The library implements the ranker_protocol defined in the
ranking_protocols library. It provides predicates for learning a
ranker from pairwise preferences, using it to order candidate items, and
exporting it as a list of predicate clauses or to a file.
Datasets are represented as objects implementing the
pairwise_ranking_dataset_protocol protocol from the
ranking_protocols library. See the test_datasets directory for
examples. The current implementation requires a well-formed connected
pairwise dataset so that learned ratings remain globally comparable
across all ranked items.
Open the `../../apis/library_index.html#glicko2_ranker <../../apis/library_index.html#glicko2_ranker>`__ link in a web browser.
To load this library, load the loader.lgt file:
::
| ?- logtalk_load(glicko2_ranker(loader)).

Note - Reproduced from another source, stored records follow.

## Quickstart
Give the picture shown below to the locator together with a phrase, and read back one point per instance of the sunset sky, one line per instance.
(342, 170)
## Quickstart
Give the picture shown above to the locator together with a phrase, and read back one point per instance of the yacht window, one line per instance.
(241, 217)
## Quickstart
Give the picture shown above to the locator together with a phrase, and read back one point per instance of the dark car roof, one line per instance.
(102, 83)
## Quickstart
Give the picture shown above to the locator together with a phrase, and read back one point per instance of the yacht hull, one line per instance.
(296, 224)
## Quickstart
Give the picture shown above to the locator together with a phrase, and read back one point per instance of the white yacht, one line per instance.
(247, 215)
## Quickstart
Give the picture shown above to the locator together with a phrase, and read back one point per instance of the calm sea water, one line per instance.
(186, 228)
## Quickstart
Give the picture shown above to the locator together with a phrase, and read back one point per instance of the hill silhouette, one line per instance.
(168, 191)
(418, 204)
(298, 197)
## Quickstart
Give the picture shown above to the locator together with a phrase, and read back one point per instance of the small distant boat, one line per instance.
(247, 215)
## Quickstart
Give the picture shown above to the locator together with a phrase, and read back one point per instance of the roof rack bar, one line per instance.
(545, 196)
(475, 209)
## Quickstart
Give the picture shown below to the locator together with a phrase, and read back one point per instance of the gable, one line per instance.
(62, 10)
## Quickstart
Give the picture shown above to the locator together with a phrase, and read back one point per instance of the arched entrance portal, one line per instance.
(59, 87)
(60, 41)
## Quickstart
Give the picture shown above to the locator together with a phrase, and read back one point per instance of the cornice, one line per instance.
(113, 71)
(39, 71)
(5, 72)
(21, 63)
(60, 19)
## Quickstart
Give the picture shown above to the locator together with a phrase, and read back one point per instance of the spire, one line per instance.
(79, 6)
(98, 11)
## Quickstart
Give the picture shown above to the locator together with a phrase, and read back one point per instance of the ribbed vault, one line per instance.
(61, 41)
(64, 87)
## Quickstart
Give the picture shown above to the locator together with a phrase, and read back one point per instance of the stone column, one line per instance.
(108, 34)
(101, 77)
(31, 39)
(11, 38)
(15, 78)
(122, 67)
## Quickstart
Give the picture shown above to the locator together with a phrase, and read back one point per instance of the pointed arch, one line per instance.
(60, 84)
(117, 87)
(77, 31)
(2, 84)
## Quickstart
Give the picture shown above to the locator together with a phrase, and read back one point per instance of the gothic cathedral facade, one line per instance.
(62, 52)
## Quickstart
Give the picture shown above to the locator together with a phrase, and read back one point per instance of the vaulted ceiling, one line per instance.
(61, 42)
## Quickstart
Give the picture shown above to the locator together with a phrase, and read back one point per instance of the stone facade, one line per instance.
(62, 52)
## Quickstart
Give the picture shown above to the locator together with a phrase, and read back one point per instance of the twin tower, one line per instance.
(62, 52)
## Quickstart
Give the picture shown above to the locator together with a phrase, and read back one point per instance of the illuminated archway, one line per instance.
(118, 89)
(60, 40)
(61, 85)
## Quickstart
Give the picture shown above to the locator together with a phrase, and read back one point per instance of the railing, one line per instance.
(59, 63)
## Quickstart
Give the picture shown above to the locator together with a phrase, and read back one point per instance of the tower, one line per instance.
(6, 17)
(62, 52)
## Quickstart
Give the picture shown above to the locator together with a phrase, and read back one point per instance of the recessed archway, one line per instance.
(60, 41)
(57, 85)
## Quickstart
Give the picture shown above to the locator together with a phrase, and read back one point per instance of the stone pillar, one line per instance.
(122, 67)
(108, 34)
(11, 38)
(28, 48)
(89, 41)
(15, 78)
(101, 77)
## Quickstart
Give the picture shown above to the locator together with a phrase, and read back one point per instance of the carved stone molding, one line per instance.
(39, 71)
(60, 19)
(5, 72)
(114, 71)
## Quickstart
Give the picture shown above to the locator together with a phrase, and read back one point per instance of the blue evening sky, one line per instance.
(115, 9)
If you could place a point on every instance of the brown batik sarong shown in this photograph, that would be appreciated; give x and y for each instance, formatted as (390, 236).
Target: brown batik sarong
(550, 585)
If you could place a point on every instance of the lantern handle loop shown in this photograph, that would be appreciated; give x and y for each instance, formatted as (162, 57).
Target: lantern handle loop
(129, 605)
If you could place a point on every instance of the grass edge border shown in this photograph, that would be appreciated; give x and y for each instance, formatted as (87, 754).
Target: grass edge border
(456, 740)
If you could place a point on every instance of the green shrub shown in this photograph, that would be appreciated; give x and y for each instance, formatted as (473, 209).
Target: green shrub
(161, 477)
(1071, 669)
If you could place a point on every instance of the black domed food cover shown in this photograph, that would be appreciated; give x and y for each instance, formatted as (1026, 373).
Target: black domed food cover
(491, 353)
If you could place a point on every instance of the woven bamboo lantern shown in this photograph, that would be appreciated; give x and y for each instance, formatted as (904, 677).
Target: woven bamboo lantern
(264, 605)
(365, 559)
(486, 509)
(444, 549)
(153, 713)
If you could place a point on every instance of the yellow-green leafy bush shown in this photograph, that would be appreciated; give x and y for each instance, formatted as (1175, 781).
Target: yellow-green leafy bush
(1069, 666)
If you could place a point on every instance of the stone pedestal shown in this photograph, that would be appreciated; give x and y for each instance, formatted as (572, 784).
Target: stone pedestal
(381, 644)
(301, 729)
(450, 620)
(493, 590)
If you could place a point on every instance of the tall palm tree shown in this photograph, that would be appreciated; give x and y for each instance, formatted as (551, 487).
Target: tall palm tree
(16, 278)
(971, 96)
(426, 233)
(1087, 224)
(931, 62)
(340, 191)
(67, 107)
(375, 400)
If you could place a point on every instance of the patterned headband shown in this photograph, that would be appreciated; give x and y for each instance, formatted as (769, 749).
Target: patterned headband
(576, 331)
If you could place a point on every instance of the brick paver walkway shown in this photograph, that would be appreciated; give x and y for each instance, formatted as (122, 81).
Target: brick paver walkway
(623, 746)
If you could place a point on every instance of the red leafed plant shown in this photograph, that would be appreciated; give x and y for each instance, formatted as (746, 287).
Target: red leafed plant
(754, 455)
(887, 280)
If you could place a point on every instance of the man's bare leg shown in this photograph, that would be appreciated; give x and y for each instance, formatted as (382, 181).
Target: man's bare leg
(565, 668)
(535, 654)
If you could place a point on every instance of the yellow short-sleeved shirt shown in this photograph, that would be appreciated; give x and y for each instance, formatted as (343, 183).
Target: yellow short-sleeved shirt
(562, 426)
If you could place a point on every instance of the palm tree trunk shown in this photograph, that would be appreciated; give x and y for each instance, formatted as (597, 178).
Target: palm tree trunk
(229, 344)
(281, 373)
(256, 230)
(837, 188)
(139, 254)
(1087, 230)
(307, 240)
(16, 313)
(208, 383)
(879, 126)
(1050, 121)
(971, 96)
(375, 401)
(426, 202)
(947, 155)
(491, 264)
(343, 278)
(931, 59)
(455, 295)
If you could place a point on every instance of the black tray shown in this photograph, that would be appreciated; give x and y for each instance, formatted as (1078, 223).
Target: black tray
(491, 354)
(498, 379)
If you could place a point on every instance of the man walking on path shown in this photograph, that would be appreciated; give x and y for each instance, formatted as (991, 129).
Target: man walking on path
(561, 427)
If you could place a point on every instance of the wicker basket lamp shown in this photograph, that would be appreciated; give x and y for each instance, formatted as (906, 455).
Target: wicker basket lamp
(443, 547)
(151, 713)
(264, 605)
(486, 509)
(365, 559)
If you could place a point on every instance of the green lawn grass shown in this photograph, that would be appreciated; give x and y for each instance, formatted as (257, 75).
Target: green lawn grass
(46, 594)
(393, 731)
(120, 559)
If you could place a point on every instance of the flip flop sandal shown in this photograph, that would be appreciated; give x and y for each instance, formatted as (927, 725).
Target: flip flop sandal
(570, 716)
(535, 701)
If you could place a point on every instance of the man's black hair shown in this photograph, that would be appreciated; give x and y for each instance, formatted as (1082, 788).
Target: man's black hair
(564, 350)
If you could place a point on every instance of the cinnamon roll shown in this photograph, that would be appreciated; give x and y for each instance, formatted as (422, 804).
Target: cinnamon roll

To test this library predicates, load the tester.lgt file:
::
| ?- logtalk_load(glicko2_ranker(tester)).
ranking_protocols
helpers for option processing, dataset validation, diagnostics access,
export, and candidate ranking.This implementation uses a deterministic batch interpretation of Glicko-2. The whole dataset is treated as a single synthetic rating period because the current pairwise dataset protocol does not encode timestamps or rating-period boundaries.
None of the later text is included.